Although spamming isn’t costing the resource for now (is it? I don’t know?), it could ruin the experience for legit users. These spam accounts are filled with ads for call girls, shops selling services (cake, laundry, thrift-store, clinics, duplicated users, you get it), betting sites and worst of all, stolen bank data. It feels so horrible when you’re trying to look for users to follow (who have similar interests like yours), and you see stuff like these.

Here’s a few example:

https://codeberg.org/roofingrecoveryflorida1

https://codeberg.org/acnetreatment14

https://codeberg.org/tanuoberoy55

At the time of my writing, there are about 94,520 (4726 pages * 20 per page) accounts. On average, of the total 20 accounts, I’ve found out about six to eight spam accounts per page, but they’re not consistent - meaning that you’ll find these patterns after every four to five pages.

To understand how bad this situation is, if you sort users by newest, pages 1 (Feb 19, 2024) to 4300 (March 24, 2021) have some sort of spam account, meaning. I did not check after 4300, but there could be some spam accounts after that. Yes, I did not check all the pages, because it is impossible to read them all. I kept jumping pages in the multiple of 100s to see if the closest pages +/-10 have spams. I’m suspecting that almost one-third of the accounts are just made by bots, which lie dormant.

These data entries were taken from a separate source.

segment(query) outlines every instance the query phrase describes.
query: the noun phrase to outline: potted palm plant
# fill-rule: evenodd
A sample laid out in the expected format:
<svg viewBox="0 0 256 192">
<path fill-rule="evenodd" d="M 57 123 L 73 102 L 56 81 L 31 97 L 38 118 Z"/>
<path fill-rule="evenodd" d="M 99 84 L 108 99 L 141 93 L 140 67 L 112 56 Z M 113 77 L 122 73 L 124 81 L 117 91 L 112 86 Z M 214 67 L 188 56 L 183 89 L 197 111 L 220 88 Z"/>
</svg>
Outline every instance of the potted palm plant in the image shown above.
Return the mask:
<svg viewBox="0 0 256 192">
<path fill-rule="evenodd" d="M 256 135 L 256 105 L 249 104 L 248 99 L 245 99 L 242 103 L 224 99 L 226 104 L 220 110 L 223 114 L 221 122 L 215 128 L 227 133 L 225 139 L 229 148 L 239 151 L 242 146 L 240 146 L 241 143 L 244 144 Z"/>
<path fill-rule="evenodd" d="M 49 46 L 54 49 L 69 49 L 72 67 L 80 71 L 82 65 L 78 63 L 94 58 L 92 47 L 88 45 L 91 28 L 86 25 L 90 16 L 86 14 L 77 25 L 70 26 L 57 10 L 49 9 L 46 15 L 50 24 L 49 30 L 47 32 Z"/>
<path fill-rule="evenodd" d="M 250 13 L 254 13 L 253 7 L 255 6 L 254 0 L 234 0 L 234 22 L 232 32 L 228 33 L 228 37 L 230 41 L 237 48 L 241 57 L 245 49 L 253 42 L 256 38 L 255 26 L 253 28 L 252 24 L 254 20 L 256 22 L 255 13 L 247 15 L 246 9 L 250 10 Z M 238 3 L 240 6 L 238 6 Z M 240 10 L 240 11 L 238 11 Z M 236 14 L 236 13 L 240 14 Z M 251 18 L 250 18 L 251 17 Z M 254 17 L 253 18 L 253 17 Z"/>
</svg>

I am not an expert on dealing with spam, but here’s a few ideas I have in mind. Spam accounts have the pattern <company_name><number>`. But that’s just not the best way to block users, as usernames have numbers. However, what they also seem to be doing is that they want to advertise services - so they fill the user description with service description. Then there’s also images, and URL.

When it comes to escort girl spam account, their websites have the same URL as their name - most of which are from India, pointing to Gurgaon/Gurugram. For example, this account Sonia Mittal - she is apparently “Indian”, but has a stolen profile picture of some random white girl in a choker, and the website is mentioned as soniamittal.in (spoiler: the model is Angelina Danilova, apparently she’s some Russian celebrity). So, in this case, what they do is identity theft. And I’m pretty sure there’s some API available for this?

I think that there’s enough data to prove if a given account is spam, right? A majority of these accounts have no repository, btw. So, that could also be the criteria to get rid of spam accounts? A few may have them, but it will be filled with stolen data. Because there’s a word limit on profile description, simple keyword extraction models which are performant can be used here, right?